Na minha infância, eu gostava de fazer conjecturas a respeito da vida e de seus conceitos e elementos.

Sentado em um banquinho de madeira ao portão de casa, eu observava os veículos passando pela avenida: carros de passeio, vãs, caminhões, ônibus e microônibus; nenhum sequer escapava ao meu olhar. Este era o meu passatempo favorito nas monótonas tardes de sábado.

Então comecei a refletir sobre o incômodo:

- Se uma pessoa pisa sobre outra deitada no chão, esta, sentindo o peso da primeira, certamente se incomodará com a atitude da outra; ela sentirá dor. Coisas que tem vida, talvez com exceção das plantas, sentem dor, e a evitam.

Mas será que no fundo, em objetos que nós conhecemos como inanimados, não há pelo menos um pingo de vida neles, talvez pelo simples fato de terem uma história para contar?

Este banquinho em que estou sentado, por exemplo, veio de alguma árvore; será que ele não se incomoda que eu me sente sobre ele, apoiando imensa parte de meu peso sobre sua estrutura?

Será que o chão não sente dor pelos mais de trinta quilos apoiados nestes quatro pilares de madeira?

Se eu entrasse em algum desses ônibus, será que o assoalho não reclamaria em silêncio, no íntimo de seus pensamentos, sobre o peso que com os pés lhe exerço?

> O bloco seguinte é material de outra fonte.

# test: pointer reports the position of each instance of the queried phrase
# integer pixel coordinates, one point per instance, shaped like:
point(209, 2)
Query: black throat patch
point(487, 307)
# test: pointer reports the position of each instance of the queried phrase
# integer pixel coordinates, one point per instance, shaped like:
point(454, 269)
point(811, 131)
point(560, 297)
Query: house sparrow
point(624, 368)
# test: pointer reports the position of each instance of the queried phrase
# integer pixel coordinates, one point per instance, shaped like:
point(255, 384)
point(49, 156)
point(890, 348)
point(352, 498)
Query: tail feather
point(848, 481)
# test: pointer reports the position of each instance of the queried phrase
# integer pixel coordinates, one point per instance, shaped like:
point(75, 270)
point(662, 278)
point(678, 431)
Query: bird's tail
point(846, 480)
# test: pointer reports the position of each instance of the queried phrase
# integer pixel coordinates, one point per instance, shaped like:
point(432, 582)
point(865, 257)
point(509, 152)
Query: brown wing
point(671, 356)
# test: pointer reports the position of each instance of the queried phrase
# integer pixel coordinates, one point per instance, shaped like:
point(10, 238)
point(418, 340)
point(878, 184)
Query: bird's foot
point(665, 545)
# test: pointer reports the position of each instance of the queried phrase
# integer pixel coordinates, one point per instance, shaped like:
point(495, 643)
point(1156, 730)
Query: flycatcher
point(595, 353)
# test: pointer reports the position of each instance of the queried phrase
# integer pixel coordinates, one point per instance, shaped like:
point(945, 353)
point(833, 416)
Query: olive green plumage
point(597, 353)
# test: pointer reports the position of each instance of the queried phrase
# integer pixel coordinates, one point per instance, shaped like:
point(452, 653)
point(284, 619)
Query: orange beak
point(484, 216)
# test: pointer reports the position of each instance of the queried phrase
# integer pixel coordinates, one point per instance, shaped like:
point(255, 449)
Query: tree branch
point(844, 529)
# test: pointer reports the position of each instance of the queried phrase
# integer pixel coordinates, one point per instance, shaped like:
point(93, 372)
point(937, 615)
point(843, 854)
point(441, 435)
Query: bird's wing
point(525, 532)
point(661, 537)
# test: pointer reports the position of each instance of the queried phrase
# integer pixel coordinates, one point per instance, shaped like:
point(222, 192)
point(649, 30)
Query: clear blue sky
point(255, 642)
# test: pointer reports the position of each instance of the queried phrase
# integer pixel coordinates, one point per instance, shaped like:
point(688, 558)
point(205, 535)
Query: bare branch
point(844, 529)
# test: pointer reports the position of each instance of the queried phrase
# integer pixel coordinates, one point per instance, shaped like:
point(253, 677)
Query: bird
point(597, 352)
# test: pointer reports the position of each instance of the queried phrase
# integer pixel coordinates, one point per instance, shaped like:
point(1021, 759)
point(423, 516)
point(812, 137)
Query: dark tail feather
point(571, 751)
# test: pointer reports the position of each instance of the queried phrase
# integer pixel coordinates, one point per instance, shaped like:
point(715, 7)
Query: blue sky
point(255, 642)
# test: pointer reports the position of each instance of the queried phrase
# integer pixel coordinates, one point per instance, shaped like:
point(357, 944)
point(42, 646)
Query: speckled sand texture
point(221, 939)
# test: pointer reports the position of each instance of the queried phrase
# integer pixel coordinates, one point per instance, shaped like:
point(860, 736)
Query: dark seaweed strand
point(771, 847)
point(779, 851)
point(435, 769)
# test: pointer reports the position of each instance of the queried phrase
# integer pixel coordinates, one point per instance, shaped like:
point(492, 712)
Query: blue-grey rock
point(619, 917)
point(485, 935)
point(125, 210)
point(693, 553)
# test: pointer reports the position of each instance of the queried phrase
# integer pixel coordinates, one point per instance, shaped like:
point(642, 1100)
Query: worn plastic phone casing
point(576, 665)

Ah, já sei! Para não incomodar os pisos, nem os tapetes e assoalhos, eu devo criar um poder de autolevitação para que eu flutue por aí, sem ter que pisar no solo.

Mas então, será que o ar não se incomodaria que eu estivesse nele? Afinal, o ar está em quase todo o espaço terráqueo; mesmo que não o vejamos, ele cinge a quase toda a matéria existente no planeta.

Aliás, será que o ar já não se incomoda que eu o respire? E os aviões, helicópteros e foguetes, não o machucam com suas asas cortantes e sons extremamente fortes? Mesmo que sim, a atmosfera ainda permite que tais objetos passem por ela, reclamando, chorando, talvez, em silêncio.

O que você acha de tudo isso, Consciência?

- Acho que no fundo, Henrique, não há como viver sem incomodar os seres vivos. Mesmo que não percebamos, as criaturas gemem e choram pela nossa interferência física ou emocional com elas. E talvez os objetos tenham a tal "vida" que você descreveu. Vivamos com cuidado, então.